Saturday, November 10, 2018

Mail bomb suspect indicted in New York

BROWARD COUNTY SHERIFF'S OFFICE
Cesar Sayoc, insert, and one of the homemade explosive devices that was sent through the U.S. mail.

CESAR ALTIERI SAYOC, aka Cesar Randazzo, aka Cesar Altieri, and aka Cesar Altieri Randazzo, 56, was charged today in a 30-count Indictment for mailing bombs to critics of Donald Trump.


After being transferred from Florida earlier this week, Sayoc and his attorney Sarah Baumgartel appeared in the New York courtroom of U.S. District Judge Jed Rakoff He is being held without bail.

Last month, Sayoc is suspected of mailing 16 improvised explosive devices to 13 people throughout the country including President Barack Obama, former Sec. of State Hillary Clinton, billionaire Richard Soros and California Sen. Kamala Harris. None of the bombs detonated.

If found guilty, the 56-year old Sayoc could receive a life sentence.

“Sayoc’s alleged conduct put numerous lives at risk. It was also an assault on a nation that values the rule of law, a free press, and tolerance of differences without rancor or resort to violence. Thanks to the diligent and determined work of our law enforcement partners here and across the country, it took just five days to identify and apprehend Sayoc and end his reign of terror. He now faces justice from a nation of laws,” said U.S. Attorney Geoffrey S. Berman for the Southern District of New York.

Between Oct. 22 and Nov. 2, the FBI and the U.S. Postal Service recovered 16 padded manila envelopes containing IEDs allegedly mailed by Sayoc from Florida to addresses in New York, New Jersey, Washington, D.C., Delaware, Atlanta and California. 

Sayoc’s alleged victims, listed alphabetically, were former Vice President Joseph Biden, Senator Cory Booker, former CIA Director John Brennan, former Director of National Intelligence James Clapper, former Secretary of State Hillary Clinton, CNN, Robert De Niro, Senator Kamala Harris, former Attorney General Eric Holder, former President Barack Obama, George Soros, Thomas Steyer, and Rep. Maxine Walters.

Each of the 16 envelopes allegedly mailed by Sayoc had similar features, including the return addressee “Debbie Wasserman Shultz” at an address in “Florids,” (sic) six self-adhesive postage stamps bearing the American flag, and address labels printed on white paper with blank ink in similar typeface and font size. Each of the 16 envelopes also contained an IED. The 16 IEDs also had similar features, including approximately six inches of PVC pipe packed with explosive material, a small clock, and wiring. Some of the IEDs also contained shards of glass. 

Preliminary analysis by the FBI has revealed forensic evidence linking 11 of the 16 mailings to Sayoc. Specifically, latent fingerprints on two of the envelopes have been identified to Sayoc, and there are possible DNA associations between a DNA sample collected from Sayoc prior to his arrest in this case and DNA found on components from 10 of the IEDs (including one of the IEDs that was mailed in an envelope from which a latent fingerprint identified to Sayoc was recovered).

The FBI arrested Sayoc in Plantation, Florida, on Oct. 26 – less than five days after the Oct. 22 recovery of the first IED, which Sayoc allegedly mailed to Soros in New York. The FBI seized a laptop from Sayoc’s van in connection with the arrest that contained lists of physical addresses that match many of the labels on the envelopes that Sayoc allegedly mailed. 

The lists were saved at a file path on the laptop that includes a variant of Sayoc’s first name: “Users/Ceasar/Documents.” A document from that path, titled “Debbie W.docx” and bearing a creation date of July 26, contained repeated copies of an address for “Debbie W. Schultz” in Sunrise, Florida, that is nearly identical, except for typographical errors, to the return address that Sayoc allegedly used on the packages. 

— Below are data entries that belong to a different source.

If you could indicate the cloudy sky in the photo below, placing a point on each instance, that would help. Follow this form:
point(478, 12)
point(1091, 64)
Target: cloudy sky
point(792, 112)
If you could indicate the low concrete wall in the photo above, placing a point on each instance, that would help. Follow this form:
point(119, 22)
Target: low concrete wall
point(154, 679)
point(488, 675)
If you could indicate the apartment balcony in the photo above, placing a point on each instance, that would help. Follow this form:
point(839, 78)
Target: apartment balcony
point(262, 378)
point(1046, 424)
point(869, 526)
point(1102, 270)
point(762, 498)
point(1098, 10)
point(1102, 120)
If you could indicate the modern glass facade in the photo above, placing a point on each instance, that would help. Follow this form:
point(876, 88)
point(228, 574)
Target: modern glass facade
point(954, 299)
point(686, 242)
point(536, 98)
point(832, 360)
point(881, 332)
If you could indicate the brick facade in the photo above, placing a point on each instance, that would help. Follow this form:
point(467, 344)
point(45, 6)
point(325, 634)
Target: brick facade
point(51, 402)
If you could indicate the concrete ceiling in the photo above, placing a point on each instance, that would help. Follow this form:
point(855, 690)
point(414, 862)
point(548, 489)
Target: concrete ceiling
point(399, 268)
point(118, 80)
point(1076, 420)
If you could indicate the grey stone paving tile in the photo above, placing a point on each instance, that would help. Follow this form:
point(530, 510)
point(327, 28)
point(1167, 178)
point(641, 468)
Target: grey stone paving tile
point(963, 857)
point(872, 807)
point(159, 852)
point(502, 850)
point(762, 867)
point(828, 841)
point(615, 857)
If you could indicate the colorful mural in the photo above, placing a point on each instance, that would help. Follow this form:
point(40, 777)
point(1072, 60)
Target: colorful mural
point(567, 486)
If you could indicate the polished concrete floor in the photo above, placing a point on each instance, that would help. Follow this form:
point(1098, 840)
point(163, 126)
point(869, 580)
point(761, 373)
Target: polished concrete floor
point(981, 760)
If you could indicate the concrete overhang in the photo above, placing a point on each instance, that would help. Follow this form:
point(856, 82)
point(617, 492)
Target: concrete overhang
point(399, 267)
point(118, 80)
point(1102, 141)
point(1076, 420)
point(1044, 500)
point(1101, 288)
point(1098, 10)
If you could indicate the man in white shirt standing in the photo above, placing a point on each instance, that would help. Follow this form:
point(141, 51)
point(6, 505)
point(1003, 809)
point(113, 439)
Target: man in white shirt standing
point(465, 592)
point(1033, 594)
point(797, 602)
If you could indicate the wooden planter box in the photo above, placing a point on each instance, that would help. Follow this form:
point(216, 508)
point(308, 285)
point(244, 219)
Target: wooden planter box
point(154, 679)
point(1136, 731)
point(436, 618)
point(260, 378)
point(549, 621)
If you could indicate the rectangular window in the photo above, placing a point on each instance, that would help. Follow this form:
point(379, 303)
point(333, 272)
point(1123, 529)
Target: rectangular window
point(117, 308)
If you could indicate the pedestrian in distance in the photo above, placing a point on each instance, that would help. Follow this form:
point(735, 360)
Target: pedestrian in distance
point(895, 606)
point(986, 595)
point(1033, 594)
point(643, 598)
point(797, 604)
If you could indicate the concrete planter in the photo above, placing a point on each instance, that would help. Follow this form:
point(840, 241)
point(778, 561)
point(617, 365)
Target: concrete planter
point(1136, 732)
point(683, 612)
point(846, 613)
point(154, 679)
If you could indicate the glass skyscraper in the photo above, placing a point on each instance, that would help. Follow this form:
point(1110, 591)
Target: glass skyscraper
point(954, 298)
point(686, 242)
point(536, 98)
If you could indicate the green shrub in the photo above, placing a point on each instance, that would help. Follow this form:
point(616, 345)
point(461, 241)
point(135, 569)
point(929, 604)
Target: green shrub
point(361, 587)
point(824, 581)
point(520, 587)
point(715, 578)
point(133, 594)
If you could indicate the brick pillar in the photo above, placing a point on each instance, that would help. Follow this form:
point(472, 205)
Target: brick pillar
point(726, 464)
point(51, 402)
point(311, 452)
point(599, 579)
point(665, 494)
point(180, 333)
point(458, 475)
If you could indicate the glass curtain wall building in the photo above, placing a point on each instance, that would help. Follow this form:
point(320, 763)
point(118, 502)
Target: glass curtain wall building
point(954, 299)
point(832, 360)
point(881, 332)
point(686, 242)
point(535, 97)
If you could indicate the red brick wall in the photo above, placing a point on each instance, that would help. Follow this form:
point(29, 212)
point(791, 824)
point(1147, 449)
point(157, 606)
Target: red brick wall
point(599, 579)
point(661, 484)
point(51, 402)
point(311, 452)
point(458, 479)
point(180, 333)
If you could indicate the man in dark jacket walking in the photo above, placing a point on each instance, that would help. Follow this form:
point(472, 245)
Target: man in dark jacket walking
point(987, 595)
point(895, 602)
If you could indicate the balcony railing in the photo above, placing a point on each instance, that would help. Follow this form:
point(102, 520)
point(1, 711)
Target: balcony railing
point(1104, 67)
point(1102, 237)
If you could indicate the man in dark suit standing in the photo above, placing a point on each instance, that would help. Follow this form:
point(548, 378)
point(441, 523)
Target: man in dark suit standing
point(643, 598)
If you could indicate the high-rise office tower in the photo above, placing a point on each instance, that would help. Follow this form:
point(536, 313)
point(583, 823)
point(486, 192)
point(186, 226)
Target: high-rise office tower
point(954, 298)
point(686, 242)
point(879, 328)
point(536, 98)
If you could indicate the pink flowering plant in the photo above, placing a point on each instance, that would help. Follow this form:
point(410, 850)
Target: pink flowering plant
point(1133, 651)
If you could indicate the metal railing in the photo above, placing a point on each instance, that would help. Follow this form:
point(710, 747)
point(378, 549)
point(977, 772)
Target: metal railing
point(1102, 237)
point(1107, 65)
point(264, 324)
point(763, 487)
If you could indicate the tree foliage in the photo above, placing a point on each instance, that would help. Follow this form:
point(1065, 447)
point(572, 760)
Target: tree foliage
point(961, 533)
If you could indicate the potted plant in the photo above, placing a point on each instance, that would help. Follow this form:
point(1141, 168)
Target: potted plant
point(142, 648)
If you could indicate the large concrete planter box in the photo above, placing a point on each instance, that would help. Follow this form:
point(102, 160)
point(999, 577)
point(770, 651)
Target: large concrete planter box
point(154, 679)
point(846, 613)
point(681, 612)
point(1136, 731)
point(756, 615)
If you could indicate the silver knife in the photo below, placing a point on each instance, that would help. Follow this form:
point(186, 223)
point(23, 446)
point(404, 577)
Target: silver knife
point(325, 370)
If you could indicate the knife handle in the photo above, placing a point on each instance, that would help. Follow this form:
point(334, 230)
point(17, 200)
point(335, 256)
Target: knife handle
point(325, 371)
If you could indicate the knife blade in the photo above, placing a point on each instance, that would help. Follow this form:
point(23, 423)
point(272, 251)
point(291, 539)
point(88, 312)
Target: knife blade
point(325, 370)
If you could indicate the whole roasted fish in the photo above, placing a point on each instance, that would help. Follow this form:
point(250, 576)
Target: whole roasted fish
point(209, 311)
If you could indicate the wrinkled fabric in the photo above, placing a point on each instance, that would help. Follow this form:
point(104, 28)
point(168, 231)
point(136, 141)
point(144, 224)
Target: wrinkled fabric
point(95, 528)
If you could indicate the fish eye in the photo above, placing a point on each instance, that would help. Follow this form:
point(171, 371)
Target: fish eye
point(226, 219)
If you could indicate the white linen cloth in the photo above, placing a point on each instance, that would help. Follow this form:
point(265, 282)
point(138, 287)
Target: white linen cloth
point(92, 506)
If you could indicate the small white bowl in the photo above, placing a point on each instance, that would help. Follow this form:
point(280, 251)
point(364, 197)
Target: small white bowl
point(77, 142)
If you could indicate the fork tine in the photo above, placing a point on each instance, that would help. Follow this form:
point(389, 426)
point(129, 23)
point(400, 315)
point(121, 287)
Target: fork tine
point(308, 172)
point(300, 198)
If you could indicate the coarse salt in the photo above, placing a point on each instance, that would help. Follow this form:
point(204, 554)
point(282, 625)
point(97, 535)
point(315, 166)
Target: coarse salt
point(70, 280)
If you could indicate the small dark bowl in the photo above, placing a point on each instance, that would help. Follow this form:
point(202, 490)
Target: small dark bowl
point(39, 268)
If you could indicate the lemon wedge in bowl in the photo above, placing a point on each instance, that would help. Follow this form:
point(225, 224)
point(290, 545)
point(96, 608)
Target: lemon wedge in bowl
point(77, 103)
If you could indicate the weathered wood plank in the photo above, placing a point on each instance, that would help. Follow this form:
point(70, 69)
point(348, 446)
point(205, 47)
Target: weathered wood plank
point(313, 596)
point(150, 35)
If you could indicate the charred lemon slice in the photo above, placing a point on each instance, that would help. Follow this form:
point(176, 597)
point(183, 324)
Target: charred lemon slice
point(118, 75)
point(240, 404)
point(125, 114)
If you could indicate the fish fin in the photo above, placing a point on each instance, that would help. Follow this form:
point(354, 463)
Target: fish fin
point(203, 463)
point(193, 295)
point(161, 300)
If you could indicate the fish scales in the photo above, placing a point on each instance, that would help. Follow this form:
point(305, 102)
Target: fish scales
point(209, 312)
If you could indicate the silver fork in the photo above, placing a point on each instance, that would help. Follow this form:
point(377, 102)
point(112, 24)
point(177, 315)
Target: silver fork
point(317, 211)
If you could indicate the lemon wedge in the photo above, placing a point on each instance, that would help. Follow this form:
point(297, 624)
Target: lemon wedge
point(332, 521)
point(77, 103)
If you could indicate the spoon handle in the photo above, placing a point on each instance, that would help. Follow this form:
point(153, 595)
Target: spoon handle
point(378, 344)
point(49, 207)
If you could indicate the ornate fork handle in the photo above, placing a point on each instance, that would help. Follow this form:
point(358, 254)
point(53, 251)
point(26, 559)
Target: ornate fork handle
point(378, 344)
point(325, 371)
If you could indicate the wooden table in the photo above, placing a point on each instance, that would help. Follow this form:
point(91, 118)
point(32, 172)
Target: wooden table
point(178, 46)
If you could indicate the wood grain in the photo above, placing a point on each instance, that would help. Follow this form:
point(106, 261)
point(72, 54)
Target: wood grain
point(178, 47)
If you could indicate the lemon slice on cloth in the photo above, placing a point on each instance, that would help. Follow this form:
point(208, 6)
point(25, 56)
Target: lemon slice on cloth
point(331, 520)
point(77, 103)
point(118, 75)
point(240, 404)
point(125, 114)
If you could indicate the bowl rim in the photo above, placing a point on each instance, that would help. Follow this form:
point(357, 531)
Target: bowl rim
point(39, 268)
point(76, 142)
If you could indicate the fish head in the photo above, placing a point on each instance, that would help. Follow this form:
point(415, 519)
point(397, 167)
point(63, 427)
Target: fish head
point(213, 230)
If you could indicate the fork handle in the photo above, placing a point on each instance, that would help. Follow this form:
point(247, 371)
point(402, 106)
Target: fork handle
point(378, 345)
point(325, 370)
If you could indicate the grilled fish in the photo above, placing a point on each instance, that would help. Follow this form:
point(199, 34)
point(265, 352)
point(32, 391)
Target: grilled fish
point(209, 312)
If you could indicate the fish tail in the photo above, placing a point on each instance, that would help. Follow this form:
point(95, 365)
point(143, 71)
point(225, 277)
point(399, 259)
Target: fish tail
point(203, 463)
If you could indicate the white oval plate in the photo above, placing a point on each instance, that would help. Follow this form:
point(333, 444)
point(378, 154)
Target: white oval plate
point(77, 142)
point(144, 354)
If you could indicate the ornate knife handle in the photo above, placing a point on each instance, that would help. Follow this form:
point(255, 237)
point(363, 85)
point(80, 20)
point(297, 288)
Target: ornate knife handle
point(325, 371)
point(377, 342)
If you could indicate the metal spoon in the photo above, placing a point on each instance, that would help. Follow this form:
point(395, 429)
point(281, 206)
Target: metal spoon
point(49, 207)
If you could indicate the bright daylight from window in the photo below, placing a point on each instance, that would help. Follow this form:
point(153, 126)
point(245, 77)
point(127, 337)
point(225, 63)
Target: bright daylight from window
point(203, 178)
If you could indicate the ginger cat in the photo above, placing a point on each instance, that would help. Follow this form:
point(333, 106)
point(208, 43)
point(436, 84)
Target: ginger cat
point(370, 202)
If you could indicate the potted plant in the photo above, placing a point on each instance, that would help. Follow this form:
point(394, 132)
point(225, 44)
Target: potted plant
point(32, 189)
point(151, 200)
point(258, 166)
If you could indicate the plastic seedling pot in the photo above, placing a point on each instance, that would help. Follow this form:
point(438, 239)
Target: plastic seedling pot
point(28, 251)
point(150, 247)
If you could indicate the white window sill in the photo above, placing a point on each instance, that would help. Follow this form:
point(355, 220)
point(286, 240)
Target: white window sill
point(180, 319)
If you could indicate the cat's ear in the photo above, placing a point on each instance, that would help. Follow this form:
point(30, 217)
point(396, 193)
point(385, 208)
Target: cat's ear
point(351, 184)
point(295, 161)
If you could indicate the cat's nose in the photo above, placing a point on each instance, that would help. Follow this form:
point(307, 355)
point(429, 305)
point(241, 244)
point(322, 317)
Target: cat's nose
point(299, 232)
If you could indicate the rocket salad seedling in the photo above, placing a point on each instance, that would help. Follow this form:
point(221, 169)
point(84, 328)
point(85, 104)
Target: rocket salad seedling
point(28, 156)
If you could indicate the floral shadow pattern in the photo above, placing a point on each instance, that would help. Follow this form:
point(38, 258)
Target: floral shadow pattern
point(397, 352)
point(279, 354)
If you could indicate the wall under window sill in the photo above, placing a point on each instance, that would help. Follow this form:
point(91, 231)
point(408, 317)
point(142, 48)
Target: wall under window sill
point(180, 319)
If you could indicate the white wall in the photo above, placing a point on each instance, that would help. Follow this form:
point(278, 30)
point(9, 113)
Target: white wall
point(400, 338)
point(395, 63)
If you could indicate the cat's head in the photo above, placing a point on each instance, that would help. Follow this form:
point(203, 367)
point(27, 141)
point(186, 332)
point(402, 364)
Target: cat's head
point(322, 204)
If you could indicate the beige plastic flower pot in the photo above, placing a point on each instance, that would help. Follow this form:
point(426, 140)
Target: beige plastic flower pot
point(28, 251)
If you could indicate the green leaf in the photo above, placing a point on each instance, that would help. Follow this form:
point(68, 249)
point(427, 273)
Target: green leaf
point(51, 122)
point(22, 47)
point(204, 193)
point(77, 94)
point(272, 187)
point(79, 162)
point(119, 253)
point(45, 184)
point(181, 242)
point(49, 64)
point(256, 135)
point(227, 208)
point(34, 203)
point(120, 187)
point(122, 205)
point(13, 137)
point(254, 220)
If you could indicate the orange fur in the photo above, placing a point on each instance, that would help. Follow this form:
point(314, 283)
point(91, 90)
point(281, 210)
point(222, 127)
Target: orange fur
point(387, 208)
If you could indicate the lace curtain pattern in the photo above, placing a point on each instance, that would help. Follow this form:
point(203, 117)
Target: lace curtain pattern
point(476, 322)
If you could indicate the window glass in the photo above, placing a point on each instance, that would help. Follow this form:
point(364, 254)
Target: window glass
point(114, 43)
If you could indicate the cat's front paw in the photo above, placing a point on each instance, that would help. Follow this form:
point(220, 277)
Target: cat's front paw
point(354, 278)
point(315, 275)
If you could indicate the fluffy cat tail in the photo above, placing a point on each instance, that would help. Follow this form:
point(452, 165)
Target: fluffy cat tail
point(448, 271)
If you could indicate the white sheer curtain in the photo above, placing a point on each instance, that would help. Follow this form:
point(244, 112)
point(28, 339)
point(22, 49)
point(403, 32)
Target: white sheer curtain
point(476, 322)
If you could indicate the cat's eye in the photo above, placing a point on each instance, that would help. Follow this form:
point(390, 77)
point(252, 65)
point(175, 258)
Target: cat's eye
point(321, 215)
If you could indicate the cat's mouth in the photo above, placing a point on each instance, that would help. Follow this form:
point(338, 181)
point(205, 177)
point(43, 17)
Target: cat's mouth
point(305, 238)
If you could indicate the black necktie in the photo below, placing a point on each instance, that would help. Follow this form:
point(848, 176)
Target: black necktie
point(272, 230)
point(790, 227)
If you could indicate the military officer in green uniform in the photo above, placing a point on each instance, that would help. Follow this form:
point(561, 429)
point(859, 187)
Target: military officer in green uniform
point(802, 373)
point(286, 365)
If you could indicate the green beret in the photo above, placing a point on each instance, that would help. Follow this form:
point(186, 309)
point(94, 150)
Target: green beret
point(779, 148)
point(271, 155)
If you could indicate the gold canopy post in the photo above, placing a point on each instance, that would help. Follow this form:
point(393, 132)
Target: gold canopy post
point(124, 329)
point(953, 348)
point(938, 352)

Sayoc's late father was from the Philippines who married a U.S. citizen. The suspected mail bomber's social media accounts made dubious claims of being a descendent of prominent individuals in the Philippines with the same last name. 

Authorities found a laptop in his van when he was arrested. In those same social media accounts, which have been deleted or blocked, there were pictures of him at pro-Trump rallies wearing the distinctive red MAGA cap.

He is estranged from his family and for the last several months, he reportedly was living out of his van while working as bouncer at a nightclub. The van was covered with pro-Trump decals and several pictures of people who received the mail bombs, several with the cross-hairs superimposed over them.